Les Chinois contrôlaient l’ensemble du commerce. Conservant des intérêts économiques, notamment dans le domaine des hydrocarbures, sur le territoire terrestre et maritime de la nouvelle fédération, les Britanniques voulaient instaurer un système qui permette une cohabitation pacifique entre Indiens, Chinois et Malais. Ce « contrat social » a été négocié à Londres avec des représentants de la communauté chinoise, puis des représentants de la communauté malaise. Les termes en ont été les suivants : Chinois et Indiens deviennent citoyens de la Fédération de Malaya, en échange de quoi la « position spéciale des Malais » est inscrite dans la Constitution de 1957 (article 153) et l’islam est instauré religion officielle (ou nationale, article 3). La signification de l’expression « position spéciale des Malais » n’a jamais été entièrement éclaircie (4). A l’origine, il semble que cela ait voulu dire que les Malais avaient une sorte de monopole sur la direction politique du pays, bien que cela n’ait jamais été écrit noir sur blanc. Après les émeutes antichinoises du 13 mai 1969, lesquelles ont fait plusieurs centaines de morts, la NEP a enrichi ce contenu, instaurant des privilèges spéciaux pour les Malais en termes d’éducation, d’accès au crédit et d’emplois. Il s’agissait essentiellement de combler le fossé économique entre les Malais, politiquement dominants mais économiquement à la traîne, et les Chinois, mus par leur dynamisme économique encadré par l’efficace système du kongsi, l’organisation économique familiale.
La concession faite par les Malais dans le cadre du « contrat social » n’était pas mince car l’octroi de la citoyenneté aux Chinois et aux Indiens bouleversa immédiatement l’équilibre politique de la Fédération de Malaya : 85 % des électeurs étaient malais en 1955 ; après l’indépendance, plus d’un million d’Indiens et de Chinois reçurent la citoyenneté et la proportion malaise de l’électorat tomba à moins de 60 %.
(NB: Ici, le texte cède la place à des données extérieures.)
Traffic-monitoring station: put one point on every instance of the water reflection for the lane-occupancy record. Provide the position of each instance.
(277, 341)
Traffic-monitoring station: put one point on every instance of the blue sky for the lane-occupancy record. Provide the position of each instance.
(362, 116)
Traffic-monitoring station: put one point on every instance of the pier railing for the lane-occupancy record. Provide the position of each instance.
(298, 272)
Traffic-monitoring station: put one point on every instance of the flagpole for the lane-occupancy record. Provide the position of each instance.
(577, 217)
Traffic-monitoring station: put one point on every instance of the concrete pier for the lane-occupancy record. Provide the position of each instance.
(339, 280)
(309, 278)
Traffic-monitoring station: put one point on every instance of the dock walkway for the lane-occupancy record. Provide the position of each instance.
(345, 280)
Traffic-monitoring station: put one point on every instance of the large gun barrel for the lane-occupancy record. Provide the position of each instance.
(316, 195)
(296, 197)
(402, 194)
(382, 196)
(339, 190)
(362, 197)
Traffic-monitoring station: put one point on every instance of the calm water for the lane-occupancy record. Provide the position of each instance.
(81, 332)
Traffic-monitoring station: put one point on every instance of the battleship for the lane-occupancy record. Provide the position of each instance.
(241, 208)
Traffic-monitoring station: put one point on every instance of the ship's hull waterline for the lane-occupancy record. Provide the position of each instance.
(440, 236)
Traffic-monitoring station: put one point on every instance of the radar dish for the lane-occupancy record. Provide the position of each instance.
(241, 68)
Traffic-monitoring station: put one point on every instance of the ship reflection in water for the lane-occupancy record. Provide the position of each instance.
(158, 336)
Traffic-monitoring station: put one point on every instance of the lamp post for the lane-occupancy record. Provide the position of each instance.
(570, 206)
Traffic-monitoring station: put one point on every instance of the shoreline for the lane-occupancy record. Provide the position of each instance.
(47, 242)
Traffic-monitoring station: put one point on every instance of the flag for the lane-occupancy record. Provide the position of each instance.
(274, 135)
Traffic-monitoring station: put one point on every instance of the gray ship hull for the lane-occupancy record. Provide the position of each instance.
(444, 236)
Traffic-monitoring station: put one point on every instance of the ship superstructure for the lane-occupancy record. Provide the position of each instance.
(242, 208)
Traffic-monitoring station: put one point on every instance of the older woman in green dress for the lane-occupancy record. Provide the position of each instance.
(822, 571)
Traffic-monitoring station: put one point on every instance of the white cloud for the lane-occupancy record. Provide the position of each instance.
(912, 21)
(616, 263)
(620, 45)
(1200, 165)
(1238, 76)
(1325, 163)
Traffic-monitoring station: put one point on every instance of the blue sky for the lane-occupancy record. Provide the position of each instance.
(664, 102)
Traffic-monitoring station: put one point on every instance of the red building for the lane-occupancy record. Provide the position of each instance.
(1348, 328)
Parallèlement, les Britanniques ont encouragé l’établissement de partis politiques chinois : Parti d’action démocratique, Malaysian Chinese Association (MCA) qui fait partie du Front national dont le parti cœur est l’UMNO, et Gerakan, d’abord dans l’opposition, puis intégré dans le Front national (ou Barisan Nasional, la coalition gouvernementale), et indiens : Malaysian Indian Congress (MIC), qui fait partie du Front national, de manière à ce que chaque race soit représentée sur l’échiquier politique. « Les Britanniques étaient conscients de ce que chaque communauté avait ses propres intérêts », explique Chandra Muzaffar.
Evolution et dérive de la NEP
Ce sont les émeutes antichinoises de mai 1969 qui ont poussé les autorités à opérer une restructuration sociale du pays, en instaurant, en 1972, la New Economic Policy (NEP). A l’origine, la NEP avait deux objectifs : réduire le fossé économique et social entre les pauvres et les nantis ; diminuer l’écart entre les différentes races (la formulation originelle des deux objectifs de la NEP est un peu différente : 1.) supprimer la pauvreté ; 2.) faire disparaître l’identification des communautés et des activités économiques – ce qui signifiait ouvrir les opportunités de l’économie moderne aux Malais, confinés pour l’essentiel à l’agriculture traditionnelle.
Pour des raisons sans doute politiques, la NEP s’est progressivement transformée et en est venue à consister surtout en l’octroi de privilèges spéciaux aux Malais, sur une base purement raciale et sans considération du statut économique de ces Malais. Dans les faits, une étroite élite de Malais liés au pouvoir ou en position de pouvoir ont été les principaux bénéficiaires de cette politique. Par exemple, un investisseur étranger qui souhaite ouvrir une opération économique en Malaisie devra, d’entrée de jeu, offrir 30 % des parts de sa filiale locale à un partenaire malais, le plus souvent imposé par le pouvoir. C’est grâce à ce système de privilèges que les hommes d’affaires malais proches des barons du Front national (BN, Barisan Nasional), comme Tun Mahathir Mohamad, Najib Razak, Tun Daim Zanuddin ou Samy Vellu (Malaysian Indian Congress) ont accumulé une richesse considérable.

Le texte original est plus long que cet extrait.